On Bitcoin, the currency can be purchased outright or accumulated by "mining," which involves employing the processing power of computers to crunch numbers and unlock new "blocks" of bitcoins.
While it might sound like free money, mining on Bitcoin has several problems, according to Larsen. People need to buy faster and more expensive computers to find new coins, and the electricity and hardware costs may eclipse the value of the Bitcoins that are mined.
Bitcoin transactions are also slow. Each transaction takes on an average 10 minutes to be verified before it is confirmed. By contrast, sending and receiving money on Ripple will take only a few seconds, according to Larsen.
Still, it remains to be seen if Ripple can emerge as a widely-used payment system. Many of its early users are also Bitcoin users, and it currently operates just 12 servers worldwide, Larsen said. Bitcoin, meanwhile, has well over a million users.
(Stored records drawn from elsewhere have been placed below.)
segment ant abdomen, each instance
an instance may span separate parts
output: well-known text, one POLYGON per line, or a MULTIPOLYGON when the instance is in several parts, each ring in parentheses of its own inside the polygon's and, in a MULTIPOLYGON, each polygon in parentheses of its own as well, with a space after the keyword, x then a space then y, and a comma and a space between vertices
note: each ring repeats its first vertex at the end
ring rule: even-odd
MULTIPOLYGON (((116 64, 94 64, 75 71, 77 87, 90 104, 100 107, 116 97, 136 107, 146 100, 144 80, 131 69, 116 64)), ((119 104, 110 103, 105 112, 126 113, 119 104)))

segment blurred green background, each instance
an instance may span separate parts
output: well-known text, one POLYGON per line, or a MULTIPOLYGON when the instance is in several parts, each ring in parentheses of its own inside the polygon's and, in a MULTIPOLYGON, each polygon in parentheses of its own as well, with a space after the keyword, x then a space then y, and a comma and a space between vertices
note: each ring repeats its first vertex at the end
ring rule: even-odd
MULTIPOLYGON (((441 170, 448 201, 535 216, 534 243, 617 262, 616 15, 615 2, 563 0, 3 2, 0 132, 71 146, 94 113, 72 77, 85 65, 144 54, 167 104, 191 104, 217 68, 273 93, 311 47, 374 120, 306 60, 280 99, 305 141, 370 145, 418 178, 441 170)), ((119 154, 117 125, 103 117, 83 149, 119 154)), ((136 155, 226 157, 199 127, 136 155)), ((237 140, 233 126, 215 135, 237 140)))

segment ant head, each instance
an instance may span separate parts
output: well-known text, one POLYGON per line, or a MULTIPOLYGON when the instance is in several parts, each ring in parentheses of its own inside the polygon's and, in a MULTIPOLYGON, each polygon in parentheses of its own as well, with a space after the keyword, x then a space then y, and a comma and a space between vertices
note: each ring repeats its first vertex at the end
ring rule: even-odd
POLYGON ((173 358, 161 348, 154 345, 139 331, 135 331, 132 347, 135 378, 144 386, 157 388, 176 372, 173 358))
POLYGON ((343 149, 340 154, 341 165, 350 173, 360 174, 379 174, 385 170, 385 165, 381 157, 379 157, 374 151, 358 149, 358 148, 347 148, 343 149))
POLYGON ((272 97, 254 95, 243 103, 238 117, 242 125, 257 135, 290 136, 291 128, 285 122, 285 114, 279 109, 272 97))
"I see Ripple being used more in localized, regional community environments rather than as a global international application like gold or bitcoins," said Jon Matonis, a board member of the Bitcoin Foundation, which funds Bitcoin's infrastructure.
Ripple's trusted pathways are unlikely to be formed between people who are not already connected socially, he added. "Someone in Japan is not going to care about someone's reputation in California," he said.
But Ripple has a software model that is attracting attention among developers, OpenCoin's Larsen said. The software supporting the service is open source, allowing developers to build additional transactional features on top of it.
OpenCoin held its first Ripple gathering through Meetup last week and drew more than 60 developers and hedge fund managers. "It's starting to really gel," Larson said.